Localized bacterial infections are always present on our skin, in our mouth, gut and other tissues, and these are common and mostly harmless.

To investigate these bottlenecks, the scientists injected mice with a mix of three different variants of S. pneumoniae. About half of the mice developed sepsis, and in almost all cases, the bacteria causing sepsis were derived from only one of the three variants. Using statistical analysis as well as direct DNA sequencing, the researchers could show that in most cases the bacterial population causing sepsis was started by a single pneumococcal cell. Their data also suggest that this "founder bacterium" had no obvious characteristics that gave it an advantage over the 999,999 others, but that random events determine which of the injected bacteria survives and multiplies to cause disease.

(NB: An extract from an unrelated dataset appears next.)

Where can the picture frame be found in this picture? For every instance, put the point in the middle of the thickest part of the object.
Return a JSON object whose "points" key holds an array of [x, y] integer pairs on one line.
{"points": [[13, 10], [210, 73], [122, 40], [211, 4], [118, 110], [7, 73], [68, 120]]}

When the researchers look closer at the mechanisms by which the immune system is able to clear most--but not always all--of the injected bacteria, they found that macrophages, a type of immune cell that can gobble up bacteria, and specifically macrophages in the spleen, are the main contributors to an efficient immune response. If bacteria survive that initial counter-attack by the host, a single founder bacterium multiplies and re-enters the bloodstream, where its descendants come under strong selective pressure that dynamically shapes the bacterial population, and thus causes the sepsis.
The researchers conclude "Although selective pressure generates diversity in bacterial populations during infection, invasive disease starts from a single founding cell which escapes initial immune clearance; a paradigm predicted to apply also to human systemic infections."